Une coïncidence, rien de plus pour Lawrence. Il ne s'en inquiéta pas, pas plus qu'il n'y prêta de l'attention. Par peur de la solitude, on donnait parfois aux autres des pouvoirs de compréhension qui n'étaient que le fruit du hasard...
Le ton du jeune homme lui plaisait, l'intelligence dans les mots, dans les yeux sombres.... Ca aussi Lawrence le respectait : par soucis de la foule et des regards, on préférait parfois taire tout cela, que la mélancolie ne cache rien d'autre qu'un vide, non pas un esprit. L'esprit de Benjamin était là, vif, à l'écoute, s'il y avait quelque chose de sauvage chez l'autre homme, il pouvait se faire apprivoiser pour autant comme le renard dans le conte de l'aviateur français.
Il déposa une nouvelle tasse de café devant son vis à vis, se resservit également.
Les animaux savaient, oui, et possédaient cette sincérité sans attache qui manquait aux hommes.
Celle de donner sans réclamer...

”Quelques années, pas encore dix ans mais ça viendra un jour.... Je ne trouve jamais le moment pour retourner à Londres, c'est idiot non? “
Une balle roula jusqu'aux pieds de benjamin. L'un des chiens s'était levé et le considérait avec un air de défi pour inciter le grand humain à lancer ladite baballe.
Les akitas semblaient apprécier le brun, de la même manière que leur maître. A présent, Lawrence souriait avec calme : il connaissait ce mensonge, celui de l'homme occupé. Il savait que sa famille était morte bien sûr, refusait de le reconnaître devant les autres.
De reconnaître son échec à avoir empêché cela ou bien à laisser le coupable courir toujours, impuni,
sans la moindre inquiétude.

”Et vous, d'où êtes vous originaire?” De nulle part, songea soudain Lawrence.cet homme est né déjà étranger.
Porter un poids sur soi, en soi, ne jamais le poser. Beaucoup le faisaient déjà bien sûr, lui-même, Ben, d'autres...et après? Chacun survivait à ses propres blessures comme il le pouvait.
Encore une fois, un des chiens tenta d'interpeller le médium avec la balle, joueur.

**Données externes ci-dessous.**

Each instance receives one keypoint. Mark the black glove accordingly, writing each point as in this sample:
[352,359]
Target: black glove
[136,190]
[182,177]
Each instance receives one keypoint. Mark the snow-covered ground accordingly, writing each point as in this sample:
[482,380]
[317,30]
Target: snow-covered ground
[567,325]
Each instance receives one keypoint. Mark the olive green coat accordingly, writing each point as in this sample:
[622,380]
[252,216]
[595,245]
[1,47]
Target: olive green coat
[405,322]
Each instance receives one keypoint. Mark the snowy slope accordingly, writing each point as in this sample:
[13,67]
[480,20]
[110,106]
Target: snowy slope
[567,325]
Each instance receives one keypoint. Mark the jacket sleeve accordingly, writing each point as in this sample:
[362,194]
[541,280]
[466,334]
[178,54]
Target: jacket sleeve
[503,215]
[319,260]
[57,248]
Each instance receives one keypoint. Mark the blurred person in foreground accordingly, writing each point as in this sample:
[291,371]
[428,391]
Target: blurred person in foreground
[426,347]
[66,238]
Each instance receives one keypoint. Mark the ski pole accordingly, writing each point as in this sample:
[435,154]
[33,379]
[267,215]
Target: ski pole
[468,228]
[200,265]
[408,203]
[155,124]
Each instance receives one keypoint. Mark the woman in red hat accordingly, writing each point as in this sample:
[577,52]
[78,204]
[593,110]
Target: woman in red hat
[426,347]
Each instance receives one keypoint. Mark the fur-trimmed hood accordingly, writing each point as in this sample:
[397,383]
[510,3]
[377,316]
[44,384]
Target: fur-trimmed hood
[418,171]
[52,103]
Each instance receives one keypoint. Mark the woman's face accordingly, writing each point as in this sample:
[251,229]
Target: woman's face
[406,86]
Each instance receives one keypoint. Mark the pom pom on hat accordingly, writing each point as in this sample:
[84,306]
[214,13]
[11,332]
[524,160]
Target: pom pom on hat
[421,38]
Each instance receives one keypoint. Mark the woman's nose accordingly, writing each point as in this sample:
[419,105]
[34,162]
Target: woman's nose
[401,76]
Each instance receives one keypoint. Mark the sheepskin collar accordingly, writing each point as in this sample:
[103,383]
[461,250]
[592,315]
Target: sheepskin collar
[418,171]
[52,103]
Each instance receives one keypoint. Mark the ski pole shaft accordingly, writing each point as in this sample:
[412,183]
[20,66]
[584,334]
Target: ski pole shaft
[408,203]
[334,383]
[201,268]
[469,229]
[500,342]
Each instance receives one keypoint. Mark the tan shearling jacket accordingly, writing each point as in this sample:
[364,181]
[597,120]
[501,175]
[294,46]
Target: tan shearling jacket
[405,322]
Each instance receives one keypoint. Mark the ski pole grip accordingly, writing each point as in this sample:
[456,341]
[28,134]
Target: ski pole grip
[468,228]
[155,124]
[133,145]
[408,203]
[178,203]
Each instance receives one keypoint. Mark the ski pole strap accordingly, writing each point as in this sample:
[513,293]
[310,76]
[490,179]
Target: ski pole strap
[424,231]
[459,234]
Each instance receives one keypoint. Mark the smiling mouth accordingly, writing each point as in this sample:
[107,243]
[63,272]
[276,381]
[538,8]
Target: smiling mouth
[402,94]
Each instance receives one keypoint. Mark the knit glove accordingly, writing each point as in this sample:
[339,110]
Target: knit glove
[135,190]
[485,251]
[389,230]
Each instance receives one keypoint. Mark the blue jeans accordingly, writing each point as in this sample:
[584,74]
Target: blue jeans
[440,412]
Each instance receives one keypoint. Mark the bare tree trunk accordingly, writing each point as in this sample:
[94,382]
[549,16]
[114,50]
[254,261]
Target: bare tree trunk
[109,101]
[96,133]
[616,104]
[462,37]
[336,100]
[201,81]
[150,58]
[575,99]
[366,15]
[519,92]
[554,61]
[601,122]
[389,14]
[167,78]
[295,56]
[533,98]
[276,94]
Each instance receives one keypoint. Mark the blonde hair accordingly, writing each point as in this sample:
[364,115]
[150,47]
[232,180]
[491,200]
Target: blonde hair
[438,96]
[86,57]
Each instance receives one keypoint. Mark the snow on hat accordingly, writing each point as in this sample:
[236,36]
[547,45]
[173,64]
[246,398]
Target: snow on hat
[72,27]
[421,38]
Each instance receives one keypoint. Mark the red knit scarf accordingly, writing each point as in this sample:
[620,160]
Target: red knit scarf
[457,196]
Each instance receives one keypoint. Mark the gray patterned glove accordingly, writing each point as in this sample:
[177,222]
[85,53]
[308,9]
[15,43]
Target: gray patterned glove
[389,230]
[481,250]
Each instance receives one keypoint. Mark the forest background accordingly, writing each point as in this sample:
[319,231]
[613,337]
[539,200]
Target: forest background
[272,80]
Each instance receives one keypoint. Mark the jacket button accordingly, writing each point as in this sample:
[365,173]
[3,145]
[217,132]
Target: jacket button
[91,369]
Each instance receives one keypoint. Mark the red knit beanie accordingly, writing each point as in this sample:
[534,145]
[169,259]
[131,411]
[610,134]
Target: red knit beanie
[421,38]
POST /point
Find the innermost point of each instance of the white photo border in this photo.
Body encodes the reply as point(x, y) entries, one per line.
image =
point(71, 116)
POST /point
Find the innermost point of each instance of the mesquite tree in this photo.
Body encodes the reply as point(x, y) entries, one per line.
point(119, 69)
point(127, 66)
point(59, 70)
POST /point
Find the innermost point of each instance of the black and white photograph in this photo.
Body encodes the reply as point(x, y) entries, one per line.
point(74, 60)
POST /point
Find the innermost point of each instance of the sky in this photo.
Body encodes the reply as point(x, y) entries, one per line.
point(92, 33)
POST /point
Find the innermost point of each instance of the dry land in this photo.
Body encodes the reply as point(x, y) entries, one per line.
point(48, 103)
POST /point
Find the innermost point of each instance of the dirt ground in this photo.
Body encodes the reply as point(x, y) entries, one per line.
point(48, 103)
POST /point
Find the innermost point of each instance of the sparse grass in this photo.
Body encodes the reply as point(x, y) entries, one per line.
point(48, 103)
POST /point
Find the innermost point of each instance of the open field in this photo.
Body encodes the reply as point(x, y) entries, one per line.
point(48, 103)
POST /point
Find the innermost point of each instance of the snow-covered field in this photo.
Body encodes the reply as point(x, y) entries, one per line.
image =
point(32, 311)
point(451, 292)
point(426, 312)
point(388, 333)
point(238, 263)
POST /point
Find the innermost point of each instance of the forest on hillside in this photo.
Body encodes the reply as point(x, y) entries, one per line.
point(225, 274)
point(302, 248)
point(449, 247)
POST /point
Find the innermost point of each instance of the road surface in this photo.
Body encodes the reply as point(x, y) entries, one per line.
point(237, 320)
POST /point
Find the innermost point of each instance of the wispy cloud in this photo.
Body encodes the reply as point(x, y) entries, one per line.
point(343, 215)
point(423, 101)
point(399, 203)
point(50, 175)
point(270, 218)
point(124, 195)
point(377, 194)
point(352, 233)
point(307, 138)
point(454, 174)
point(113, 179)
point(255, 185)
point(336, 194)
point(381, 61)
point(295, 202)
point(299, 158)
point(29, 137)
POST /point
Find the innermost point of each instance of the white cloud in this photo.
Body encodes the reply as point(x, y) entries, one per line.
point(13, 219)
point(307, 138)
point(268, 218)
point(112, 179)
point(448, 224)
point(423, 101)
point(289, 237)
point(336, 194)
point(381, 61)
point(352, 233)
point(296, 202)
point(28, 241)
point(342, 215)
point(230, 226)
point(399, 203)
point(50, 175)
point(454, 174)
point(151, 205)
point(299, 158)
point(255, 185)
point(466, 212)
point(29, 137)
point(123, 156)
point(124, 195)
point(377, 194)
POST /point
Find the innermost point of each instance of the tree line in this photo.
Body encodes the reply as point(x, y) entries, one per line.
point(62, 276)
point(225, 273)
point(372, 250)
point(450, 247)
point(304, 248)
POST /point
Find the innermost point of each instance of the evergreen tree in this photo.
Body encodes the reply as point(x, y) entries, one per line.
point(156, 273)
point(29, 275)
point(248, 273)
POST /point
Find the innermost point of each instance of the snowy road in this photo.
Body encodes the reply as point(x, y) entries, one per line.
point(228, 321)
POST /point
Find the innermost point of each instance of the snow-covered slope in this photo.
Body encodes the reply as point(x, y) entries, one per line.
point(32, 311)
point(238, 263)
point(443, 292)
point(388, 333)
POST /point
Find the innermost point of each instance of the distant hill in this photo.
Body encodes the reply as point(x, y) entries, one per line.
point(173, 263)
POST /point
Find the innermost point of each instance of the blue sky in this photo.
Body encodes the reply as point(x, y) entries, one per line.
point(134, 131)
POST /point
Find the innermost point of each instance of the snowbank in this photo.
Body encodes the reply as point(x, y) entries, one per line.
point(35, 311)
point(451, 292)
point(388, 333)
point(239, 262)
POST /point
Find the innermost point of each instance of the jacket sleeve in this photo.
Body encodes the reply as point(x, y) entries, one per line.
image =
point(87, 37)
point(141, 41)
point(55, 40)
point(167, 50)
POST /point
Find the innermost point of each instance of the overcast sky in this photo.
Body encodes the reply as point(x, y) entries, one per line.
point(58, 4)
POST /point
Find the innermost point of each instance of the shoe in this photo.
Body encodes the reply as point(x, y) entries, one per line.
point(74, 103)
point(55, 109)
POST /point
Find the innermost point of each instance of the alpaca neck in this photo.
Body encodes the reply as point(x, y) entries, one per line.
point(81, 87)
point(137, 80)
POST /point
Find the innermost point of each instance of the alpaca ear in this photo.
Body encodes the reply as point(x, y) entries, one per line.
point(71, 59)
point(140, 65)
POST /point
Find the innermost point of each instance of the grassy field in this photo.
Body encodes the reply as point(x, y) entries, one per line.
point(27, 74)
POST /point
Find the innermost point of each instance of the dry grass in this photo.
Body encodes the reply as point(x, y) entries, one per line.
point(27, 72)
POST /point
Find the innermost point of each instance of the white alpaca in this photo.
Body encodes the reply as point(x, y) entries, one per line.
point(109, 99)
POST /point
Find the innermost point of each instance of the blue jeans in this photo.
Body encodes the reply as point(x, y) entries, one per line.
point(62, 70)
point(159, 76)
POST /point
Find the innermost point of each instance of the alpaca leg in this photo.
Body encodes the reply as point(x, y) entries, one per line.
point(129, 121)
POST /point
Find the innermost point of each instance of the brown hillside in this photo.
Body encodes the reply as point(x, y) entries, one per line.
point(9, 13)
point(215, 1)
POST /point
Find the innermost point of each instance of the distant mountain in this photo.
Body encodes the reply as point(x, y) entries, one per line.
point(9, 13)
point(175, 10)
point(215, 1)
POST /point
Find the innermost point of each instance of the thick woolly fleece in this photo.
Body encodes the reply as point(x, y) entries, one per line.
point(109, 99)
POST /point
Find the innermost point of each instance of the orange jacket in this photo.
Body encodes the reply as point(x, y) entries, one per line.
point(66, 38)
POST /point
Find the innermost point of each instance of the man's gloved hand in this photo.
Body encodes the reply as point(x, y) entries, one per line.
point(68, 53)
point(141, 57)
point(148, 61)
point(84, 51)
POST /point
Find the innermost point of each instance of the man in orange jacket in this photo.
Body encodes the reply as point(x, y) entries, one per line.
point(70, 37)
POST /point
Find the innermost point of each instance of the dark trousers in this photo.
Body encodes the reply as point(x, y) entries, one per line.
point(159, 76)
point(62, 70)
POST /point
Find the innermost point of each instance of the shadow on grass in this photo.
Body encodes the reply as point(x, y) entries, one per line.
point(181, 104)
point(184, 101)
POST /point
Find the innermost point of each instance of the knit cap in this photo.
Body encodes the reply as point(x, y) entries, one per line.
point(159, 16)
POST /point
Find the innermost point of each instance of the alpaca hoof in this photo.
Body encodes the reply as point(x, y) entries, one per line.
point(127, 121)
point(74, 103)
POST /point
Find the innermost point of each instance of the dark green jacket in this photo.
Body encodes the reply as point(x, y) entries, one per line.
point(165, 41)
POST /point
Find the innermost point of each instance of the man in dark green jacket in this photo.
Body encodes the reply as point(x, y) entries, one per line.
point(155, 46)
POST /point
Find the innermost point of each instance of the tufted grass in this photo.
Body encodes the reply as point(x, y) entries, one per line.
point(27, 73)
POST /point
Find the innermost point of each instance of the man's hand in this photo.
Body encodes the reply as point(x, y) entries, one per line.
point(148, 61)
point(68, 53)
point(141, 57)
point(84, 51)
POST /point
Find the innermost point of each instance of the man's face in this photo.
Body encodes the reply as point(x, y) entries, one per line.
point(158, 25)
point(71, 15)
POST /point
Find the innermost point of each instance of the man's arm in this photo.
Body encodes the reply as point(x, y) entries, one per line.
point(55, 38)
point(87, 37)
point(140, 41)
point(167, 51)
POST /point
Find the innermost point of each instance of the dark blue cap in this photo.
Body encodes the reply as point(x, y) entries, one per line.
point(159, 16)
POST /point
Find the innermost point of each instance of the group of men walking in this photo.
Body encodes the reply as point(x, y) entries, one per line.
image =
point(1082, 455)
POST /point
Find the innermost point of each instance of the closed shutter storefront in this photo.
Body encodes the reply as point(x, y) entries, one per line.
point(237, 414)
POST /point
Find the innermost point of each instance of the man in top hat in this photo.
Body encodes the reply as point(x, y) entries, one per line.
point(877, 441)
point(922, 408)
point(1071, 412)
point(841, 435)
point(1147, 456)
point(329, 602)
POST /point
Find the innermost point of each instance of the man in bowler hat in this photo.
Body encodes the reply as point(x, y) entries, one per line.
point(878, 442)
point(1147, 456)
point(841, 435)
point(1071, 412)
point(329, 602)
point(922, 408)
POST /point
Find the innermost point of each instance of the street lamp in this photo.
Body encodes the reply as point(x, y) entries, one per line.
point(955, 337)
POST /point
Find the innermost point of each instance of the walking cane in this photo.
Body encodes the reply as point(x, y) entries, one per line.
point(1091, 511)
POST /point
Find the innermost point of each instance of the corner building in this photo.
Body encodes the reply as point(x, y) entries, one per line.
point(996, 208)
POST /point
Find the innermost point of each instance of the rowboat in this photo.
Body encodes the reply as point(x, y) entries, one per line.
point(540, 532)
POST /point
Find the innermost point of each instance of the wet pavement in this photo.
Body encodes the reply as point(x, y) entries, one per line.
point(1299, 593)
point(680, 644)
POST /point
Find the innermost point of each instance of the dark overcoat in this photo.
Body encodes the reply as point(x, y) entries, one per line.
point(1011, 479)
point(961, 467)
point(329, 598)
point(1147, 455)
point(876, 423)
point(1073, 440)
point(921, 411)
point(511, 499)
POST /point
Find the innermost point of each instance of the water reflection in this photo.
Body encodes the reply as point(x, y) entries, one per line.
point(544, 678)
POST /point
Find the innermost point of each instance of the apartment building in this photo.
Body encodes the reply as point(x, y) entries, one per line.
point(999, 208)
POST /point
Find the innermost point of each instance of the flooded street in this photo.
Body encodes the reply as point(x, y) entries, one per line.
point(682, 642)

”Ils ne vous dérangent pas? Excusez-moi, j'oublie de vérifier..... En tout cas les deux vous apprécient.”

La tête lui tourna un peu, Lawrence préféra ajouter un sucre dans son café avant de le boire. Plusieurs fois déjà, il avait menacé de perdre le fil de ses pensées, de son mensonge, cela l'épuisait.
Et puis le jeune homme se nourrissait mal souvent, avait finalement peu de temps libre pour le repos. Il en payait le prix, mais qu'il se permette un soudain accès de faiblesse face à benjamin montrait également qu'à l'image des chiens, Lawrence était en confiance face à lui.
Il s'excusa d'un geste de la main, préféra s'asseoir un peu.

”Hum, pour une fois j'ai du faire trop d'efforts quelque part.... Ca change. Alors, pourquoi êtes vous venu ici, à Castle Rock je veux dire, une raison particulière? En dehors du fait que ce soit un lieu idéal pour le langage corporel....Ah excusez-moi, je n'ai pas vraiment un sens de l'humour très abouti.”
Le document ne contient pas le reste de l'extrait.